Allerdings trägt diese Interpretation der Geschichte als Parabel auf den Untergang der DDR die Leserschaft nur ein Stückchen weiter und bringt sie schließlich doch wieder dorthin, wo sie am Anfang schon war: Das Buch ist nur ein Ausschnitt der Geschichte, die Vor- und Nachgeschichte kennt keiner. Eine Geschichte, die in einem anderen Moment erzählt, anders ausgefallen wäre und in jedem Leserkopf eine ganz eigene Realität entfaltet.
Zu den weiteren Terminen:
Jenny Erpenbeck wird an drei weiteren Abenden, am 28. Mai sowie am 5. und 19. Juni jeweils um 20 Uhr im Hörsaal U2/00.25 über ihre Werke sprechen.

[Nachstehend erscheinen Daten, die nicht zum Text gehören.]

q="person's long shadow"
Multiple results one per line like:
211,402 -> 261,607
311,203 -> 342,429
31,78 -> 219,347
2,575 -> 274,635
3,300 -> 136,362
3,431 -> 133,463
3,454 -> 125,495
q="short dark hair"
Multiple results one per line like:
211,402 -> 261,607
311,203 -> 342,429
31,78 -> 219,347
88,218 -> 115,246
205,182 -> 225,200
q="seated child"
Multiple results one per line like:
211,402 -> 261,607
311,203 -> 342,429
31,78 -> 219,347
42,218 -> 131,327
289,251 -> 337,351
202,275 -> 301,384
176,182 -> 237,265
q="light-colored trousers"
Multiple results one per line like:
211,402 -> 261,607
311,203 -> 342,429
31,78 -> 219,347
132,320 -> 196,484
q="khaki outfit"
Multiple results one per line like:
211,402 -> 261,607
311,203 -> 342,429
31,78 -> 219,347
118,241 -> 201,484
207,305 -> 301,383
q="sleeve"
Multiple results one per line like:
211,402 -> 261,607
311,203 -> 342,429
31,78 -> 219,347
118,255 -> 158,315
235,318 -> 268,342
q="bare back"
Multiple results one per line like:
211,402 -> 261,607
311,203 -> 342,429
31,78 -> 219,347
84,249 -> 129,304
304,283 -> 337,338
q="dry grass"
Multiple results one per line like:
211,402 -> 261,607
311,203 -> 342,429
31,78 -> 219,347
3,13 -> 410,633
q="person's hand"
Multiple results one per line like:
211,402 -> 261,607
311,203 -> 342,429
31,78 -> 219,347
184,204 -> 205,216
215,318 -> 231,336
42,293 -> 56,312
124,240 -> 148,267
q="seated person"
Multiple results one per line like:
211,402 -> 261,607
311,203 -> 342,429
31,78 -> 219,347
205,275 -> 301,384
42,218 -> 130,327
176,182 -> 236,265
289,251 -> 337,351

Den Abschluss der Poetikprofessur bildet ein Internationales Kolloquium am Donnerstag und Freitag, den 20. und 21 Juni im Theatertreff des E.T.A. Hoffmann-Theaters Bamberg. Literaturwissenschaftler aus dem In- und Ausland sowie Jenny Erpenbeck selbst werden zum Austausch und zur Diskussion ihres Werks zusammen kommen. Interessierte sind herzlich eingeladen.